Question

If $a\in \left[ -20,0 \right]$ , then find the probability that the graph of the function $16{{x}^{2}}+8\left( a+5 \right)x-7a-5$ is strictly above the x-axis.
A. Required probability $=\dfrac{13}{20}$
B. Required probability $=\dfrac{12}{20}$
C. Required probability $=\dfrac{7}{20}$
D. Required probability $=\dfrac{8}{20}$

Answer 1

Hint: We need to find the probability of the graph of the function $16{{x}^{2}}+8\left( a+5 \right)x-7a-5$will be strictly above the x-axis. $16{{x}^{2}}+8\left( a+5 \right)x-7a-5$ is a quadratic function and for the graph of a quadratic function to be strictly above the x-axis, its discriminant should be less than 0. So, we will find out the value of the discriminant and keep it less than 0. Hence, we will find the values of ‘a’ for which the graph would be above x-axis. We also have been given a domain for ‘a’. Thus, we will know the length of both the intervals and hence we can find our required probability.
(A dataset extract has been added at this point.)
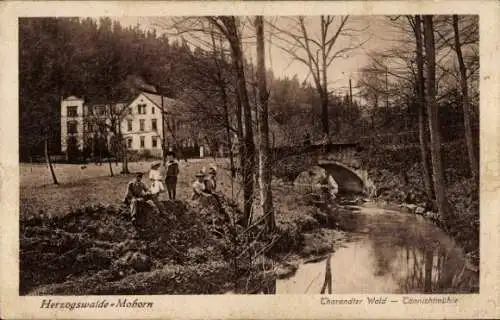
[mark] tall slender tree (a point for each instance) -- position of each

Complete step by step answer:
Let the given function be y.
Thus, y is given as:
$y=16{{x}^{2}}+8\left( a+5 \right)x-7a-5$
For the graph of y to be above the x-axis, discriminant of y should be less than 0.
 Discriminant of $y=a{{x}^{2}}+bx+c$ is given as $D={{b}^{2}}-4ac$
Here, $a=16,b=8\left( a+5 \right)$ and $c=-7a-5$
Thus, our discriminant will be given as:
$\begin{align}
  & D={{\left( 8\left( a+5 \right) \right)}^{2}}-4\left( 16 \right)\left( -7a-5 \right) \\
 & \Rightarrow D=64\left( {{a}^{2}}+10a+25 \right)+64\left( 7a+5 \right) \\
 & \Rightarrow D=64\left( {{a}^{2}}+10a+25+7a+5 \right) \\
 & \Rightarrow D=64\left( {{a}^{2}}+17a+30 \right) \\
 & \Rightarrow D=64\left( {{a}^{2}}+15a+2a+30 \right) \\
 & \Rightarrow D=64\left( a\left( a+15 \right)+2\left( a+15 \right) \right) \\
 & \Rightarrow D=64\left( a+2 \right)\left( a+15 \right) \\
\end{align}$
Now, for the graph of y to be above the x-axis, $D\text{ } < \text{ }0$
Putting the value of D, we will get:
$\begin{align}
  & 64\left( a+2 \right)\left( a+15 \right)\text{ } < \text{ }0 \\
 & \Rightarrow \left( a+2 \right)\left( a+15 \right)\text{ } < \text{ }0 \\
 & \Rightarrow -15\text{ } < a\text{ } < \text{ }-2 \\
\end{align}$
Thus, the interval of the required values of ‘a’ will be given as:
$a\in \left( -15,-2 \right)$
In the question, we have been given that a lies in the interval $\left[ -20,0 \right]$
Thus, the interval for possible values of ‘a’ is given as:
$a\in \left[ -20,0 \right]$
Thus, the length of the required interval of ‘a’ $=-2-\left( -15 \right)=13$
The length of the interval of the possible values of ‘a’ $=0-\left( -20 \right)=20$
Now, probability of any event is given as:
$P=\dfrac{\text{Favourable outcomes}}{\text{Total outcomes}}$
Here,
Favourable outcomes=length of required interval of ‘a’=13
Total outcomes=length of interval of possible values of ‘a’=20
Therefore, required probability is given as:
$P=\dfrac{13}{20}$

So, the correct answer is “Option A”.

Note: Keep in mind that here, the coefficient of ${{x}^{2}}$ in here is ‘16’ which is a positive real number, hence our graph will be an upward parabola and for the graph to be strictly above the axis, the quadratic equation should not have any solutions. Thus, we have kept the discriminant less than 0.